Pikiranku mulai melayang. Atau jangan-jangan kau lupa dengan janjimu?
Atau jangan-jangan kau lupa kalau hari ini adalah tanggal 31 Desember?
Tidak mungkin. Pikiranku yang lain membantah. Aku tahu kau bukan
sosok lelaki yang gemar ingkar janji. Aku juga paham sekali, kau sangat
tertib mengatur jadwal.
Tapi sampai saat ini wajahmu tak juga terlihat olehku. Sementara kerumunan mulai berangsur sepi.

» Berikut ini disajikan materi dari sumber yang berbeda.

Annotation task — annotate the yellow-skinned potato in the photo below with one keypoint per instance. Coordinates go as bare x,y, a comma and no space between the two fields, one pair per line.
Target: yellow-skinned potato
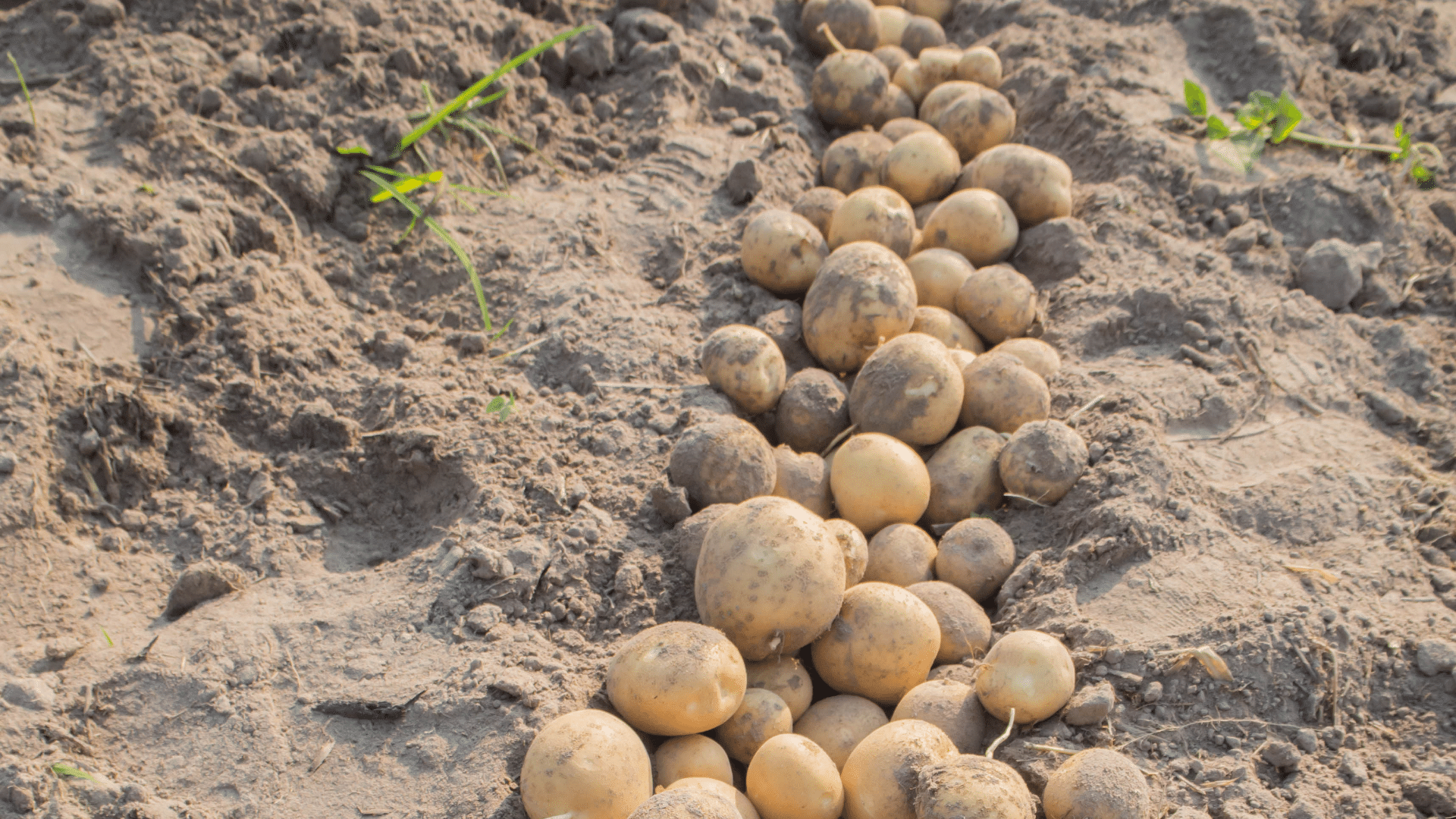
877,480
976,223
676,678
587,765
769,576
881,645
1027,670
746,365
792,779
861,297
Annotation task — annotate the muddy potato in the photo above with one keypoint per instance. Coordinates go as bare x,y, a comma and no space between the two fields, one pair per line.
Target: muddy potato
862,297
965,477
770,577
877,480
976,223
723,461
587,765
881,645
976,556
792,779
1043,461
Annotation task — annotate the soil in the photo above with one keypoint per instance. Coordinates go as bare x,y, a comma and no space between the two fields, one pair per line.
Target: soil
248,465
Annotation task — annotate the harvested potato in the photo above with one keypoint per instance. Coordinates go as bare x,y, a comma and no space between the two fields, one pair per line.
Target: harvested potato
874,215
761,716
1036,184
783,251
881,645
877,480
770,577
965,632
723,461
1041,461
976,223
880,774
921,167
792,779
746,365
676,678
1027,670
587,765
855,161
861,297
1097,784
948,706
965,479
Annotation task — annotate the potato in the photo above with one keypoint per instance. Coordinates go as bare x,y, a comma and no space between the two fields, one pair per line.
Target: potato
692,757
976,556
862,297
881,645
965,632
965,479
1097,784
761,716
587,765
1027,670
1036,184
880,774
770,577
676,678
792,779
723,461
922,167
900,554
813,410
746,365
783,251
877,480
948,706
976,223
1041,461
874,215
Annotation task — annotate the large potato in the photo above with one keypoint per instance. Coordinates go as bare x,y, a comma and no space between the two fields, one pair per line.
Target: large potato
588,765
861,297
881,645
783,251
770,577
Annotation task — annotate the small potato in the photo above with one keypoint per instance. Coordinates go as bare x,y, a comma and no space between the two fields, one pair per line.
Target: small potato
761,716
723,461
587,765
922,167
839,723
881,645
976,223
965,632
676,678
1097,784
792,779
948,706
965,477
900,554
1027,670
877,480
746,365
1043,461
976,557
861,297
1036,184
874,215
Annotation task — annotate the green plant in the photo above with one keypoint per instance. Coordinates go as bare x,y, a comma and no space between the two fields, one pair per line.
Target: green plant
1266,118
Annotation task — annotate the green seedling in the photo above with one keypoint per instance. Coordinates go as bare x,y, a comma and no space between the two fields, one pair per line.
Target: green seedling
1266,118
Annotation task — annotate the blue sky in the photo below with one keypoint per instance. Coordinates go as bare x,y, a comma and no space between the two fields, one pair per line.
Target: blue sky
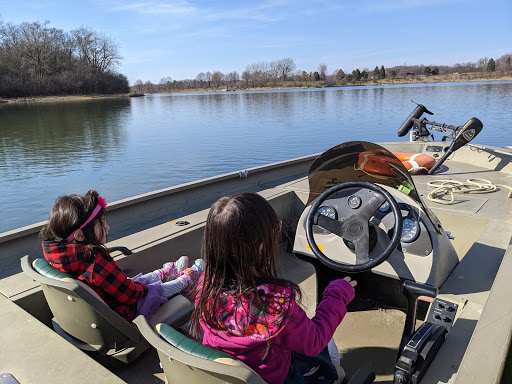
184,37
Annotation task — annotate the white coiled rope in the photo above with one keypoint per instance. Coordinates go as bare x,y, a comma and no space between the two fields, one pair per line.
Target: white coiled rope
450,187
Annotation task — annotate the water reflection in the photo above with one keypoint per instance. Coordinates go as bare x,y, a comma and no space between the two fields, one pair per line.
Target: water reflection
125,147
51,138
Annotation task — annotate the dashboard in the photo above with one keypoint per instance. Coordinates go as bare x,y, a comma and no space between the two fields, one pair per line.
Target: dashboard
417,255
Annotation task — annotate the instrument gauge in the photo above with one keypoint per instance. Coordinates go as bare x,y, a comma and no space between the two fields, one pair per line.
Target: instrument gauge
384,207
328,211
354,202
410,230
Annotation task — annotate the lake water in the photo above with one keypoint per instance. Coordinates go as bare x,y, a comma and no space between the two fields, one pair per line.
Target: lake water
125,147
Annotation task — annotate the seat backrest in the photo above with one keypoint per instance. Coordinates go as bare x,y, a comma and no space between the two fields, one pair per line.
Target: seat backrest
184,360
79,311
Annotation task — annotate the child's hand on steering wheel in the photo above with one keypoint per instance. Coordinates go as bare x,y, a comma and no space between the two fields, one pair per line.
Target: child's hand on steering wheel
353,283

Menurut rencana, ah tidak, yang benar adalah menurut janjimu, malam ini
kita akan menyaksikan pergantian tahun berdua saja di teras kamar hotel
paling tinggi di kotaku sambil menikmati _wine_. Lalu kita akan mabuk
bersama, dan mungkin kemudian akan bercinta. Untuk yang terakhir
kalinya.
Suasana stasiun semakin sepi. Seluruh penumpang kereta sepertinya sudah keluar semua.
Kalau malam ini kau tak datang, mungkin sepanjang hidupku kelak akan
diliputi oleh penyesalan. Dan esok akan menjadi hari paling menyedihkan
dalam hidupku karena harus menikah dengan laki-laki yang sama sekali tak
kukenal dan kucintai.
Kupandangi cincin emas yang melingkar di jari manisku.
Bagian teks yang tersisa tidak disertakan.